The reason the benefits are so hard to predict is the acquisition of a college degree, or the implementation of a new core system, presents its owner with potential more than an end result. It's what the owner does with the new asset that leads to the benefit. We know statistically college graduates earn more than non-grads. We also know, at least anecdotally, insurance carriers with modern systems seem to compete better than those with legacy systems. But the fact remains it is hard to predict the outcome or benefit for any one specific graduate or carrier. It all depends on how that newly acquired potential is used over time and what subsequent events occur and the associated decisions that are made.

Clearly, if a carrier implements a modern, highly configurable policy administration system and continues to do one rate change per year and minimal product changes, it will accrue a certain level of benefit. Suppose that carrier then acquired a new member company or found the need or opportunity to enter a new market. Suddenly the benefit of the new policy administration system is greatly increased because the company is capable of doing things it could not do before, or at least capable of doing them much more quickly. I worked with a client last year that concluded it could not cost justify replacing its policy administration system. That was correct, but only for so long as the inertial business model holds. Should that carrier find itself in a more dynamic business environment, its systems absolutely will hamper its ability to compete effectively. The other implication of this analogy is one is left with only the inertial model in order to build the benefits case. Clearly a benefit case cannot be built on what-if scenarios.

Benefits usually can be classified in three categories. These are expense savings, increased profitability, and premium growth. Expenses savings often are the result of calculated headcount reductions in business operations. The basic rationale is if the system does more, then fewer people are required to do the remaining work (think straight-through processing, for example). These types of savings sometimes fail to materialize as carriers choose to "write more premium with the same headcount" rather than lay people off. Increased profitability often comes from reduced "leakage." Examples of leakage include uncollected earned premium, claims paid in error, and policies written for inadequate premium due to lack of information. Premium growth comes from better agent support, higher retention, and greater product range, all of which can be enabled by modern systems. Let's assume the team doing the benefits analysis comes up with achievable numbers. The key question then becomes: "Will the carrier company make the operational, organizational, and process changes needed to realize these savings?"

My suspicion is the realization of the numbers found in most CBAs falls significantly short in many instances, either because the numbers were unachievable in the first place or because the carrier failed to make the choices required to realize the benefits. There is the human tendency to "look on the bright side," the perceived political pressure to "make the numbers work," the gut intuition that replacing the systems is the right thing to do, and finally as more than one cynic has confided, by the time results can be measured, so many other variables will have changed that isolating the benefits that flow from the system change will be very difficult to do.

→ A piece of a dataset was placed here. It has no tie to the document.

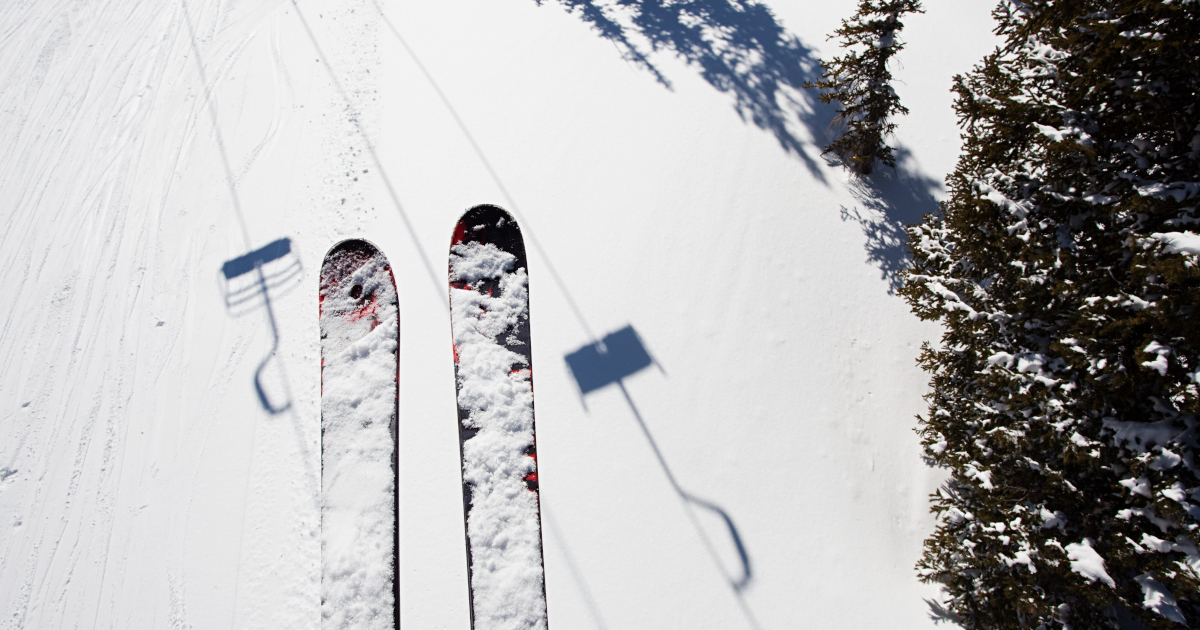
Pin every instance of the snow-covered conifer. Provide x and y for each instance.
(1065, 269)
(861, 83)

There is no doubt the CBA is an inexact and imperfect process. It's a necessary and important validation step along the path to transformational systems change. No board of directors is going to write a blank check for a mysterious outcome. The objective here has been to point out that as an industry we need to understand the limitations of how we currently approach the cost-benefit analysis and work to improve our process, product, and outcome.

But even if this last paragraph is true, we still are left in the position it is better to do the right thing for the wrong reasons than to do nothing at all. And no CBA is a waste of time or effort but is rather a difficult process that should provide useful insights into project costs and current operational inefficiencies, even if it sometimes yields questionable outputs.